THE DÁIL HAS approved the government’s proposal of 10% stamp duty for bulk purchases of 10 or more properties.
Cabinet agreed the measure yesterday which is aimed at tackling so-called cuckoo funds buying up housing developments from first-time buyers.
It will include exemptions for local authorities and approved housing bodies.
This higher charge, as well as apply to bulk purchases, will also apply to a situation where a person acquires 10 or more units on a cumulative basis over a 12 month period
Once triggered, the 10% rate will apply to all houses acquired in that 12 month period, including the first nine purchases.
An investment fund will be allowed to buy up to nine houses over a 12 month period without being hit with the higher rate.
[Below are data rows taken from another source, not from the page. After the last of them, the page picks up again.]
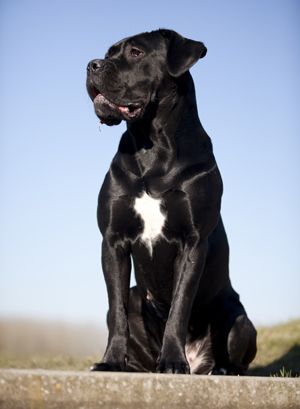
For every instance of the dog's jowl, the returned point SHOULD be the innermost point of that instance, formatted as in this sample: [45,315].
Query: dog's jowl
[159,208]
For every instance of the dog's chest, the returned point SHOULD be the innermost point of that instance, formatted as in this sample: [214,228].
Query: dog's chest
[150,211]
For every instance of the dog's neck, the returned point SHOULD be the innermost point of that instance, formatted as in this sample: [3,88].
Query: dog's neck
[171,124]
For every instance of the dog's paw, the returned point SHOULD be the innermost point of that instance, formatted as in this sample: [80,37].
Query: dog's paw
[180,367]
[108,367]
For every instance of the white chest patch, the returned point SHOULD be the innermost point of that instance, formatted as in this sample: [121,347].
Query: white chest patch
[149,210]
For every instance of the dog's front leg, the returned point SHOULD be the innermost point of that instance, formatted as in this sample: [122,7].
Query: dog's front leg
[188,270]
[116,267]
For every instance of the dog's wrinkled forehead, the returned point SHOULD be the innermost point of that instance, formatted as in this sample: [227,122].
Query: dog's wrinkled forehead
[145,42]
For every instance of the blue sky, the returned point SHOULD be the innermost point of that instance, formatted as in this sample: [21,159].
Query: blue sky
[53,156]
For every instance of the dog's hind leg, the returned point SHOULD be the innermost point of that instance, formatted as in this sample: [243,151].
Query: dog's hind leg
[234,337]
[145,335]
[241,345]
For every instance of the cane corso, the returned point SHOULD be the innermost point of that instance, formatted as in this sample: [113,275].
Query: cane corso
[159,208]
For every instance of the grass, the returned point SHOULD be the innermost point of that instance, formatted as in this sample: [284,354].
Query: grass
[278,349]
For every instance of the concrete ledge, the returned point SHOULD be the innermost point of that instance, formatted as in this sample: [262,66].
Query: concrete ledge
[38,389]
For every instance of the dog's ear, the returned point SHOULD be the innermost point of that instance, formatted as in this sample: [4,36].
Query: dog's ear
[182,52]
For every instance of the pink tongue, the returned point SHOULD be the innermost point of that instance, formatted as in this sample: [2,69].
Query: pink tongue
[124,110]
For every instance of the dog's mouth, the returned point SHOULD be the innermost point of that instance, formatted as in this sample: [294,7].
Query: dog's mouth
[111,113]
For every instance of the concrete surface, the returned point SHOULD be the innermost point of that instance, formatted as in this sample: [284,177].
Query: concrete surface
[38,389]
Donohoe said that once passed by the Dáil, the change would be effective from midnight.
Speaking after a cabinet meeting yesterday, Finance Minister Paschal Donohoe said it is designed to dissuade the buying up homes that are close to completion, or fully completed, thereby denying first-time buyers the chance of acquiring and owning their own home.
“Ensuring that people have access to home ownership in this country is a priority for Government. Building up supply, after a year when construction was forced to close for a significant period of time, is key. Making sure people can access those homes, when they come on stream, is as important,” he said.
Speaking in the Dail this evening, Donohoe said there is a role for investment funds when it comes to apartment blocks being built, stating that in order for apartment complexes to be built, it is necessary in virtually all cases for an institutional investor to commit to a binding contract to purchase all or some of a complex on completion.
“This is known as the forward purchase model, and it is usually entered into once planning permission has been obtained. The benefits of this approach is that it allows a developer to obtain the necessary funds to finance the project… in the absence of this forward purchase contract, these apartments wouldn’t be built,” he said.
Sinn Fein’s Pearse Doherty said the in reality, the 10% stamp duty “isn’t going to make a difference, and you damn well know it”, he said.
“That’s what it is designed to do minister, it is designed not to make the difference,” he added.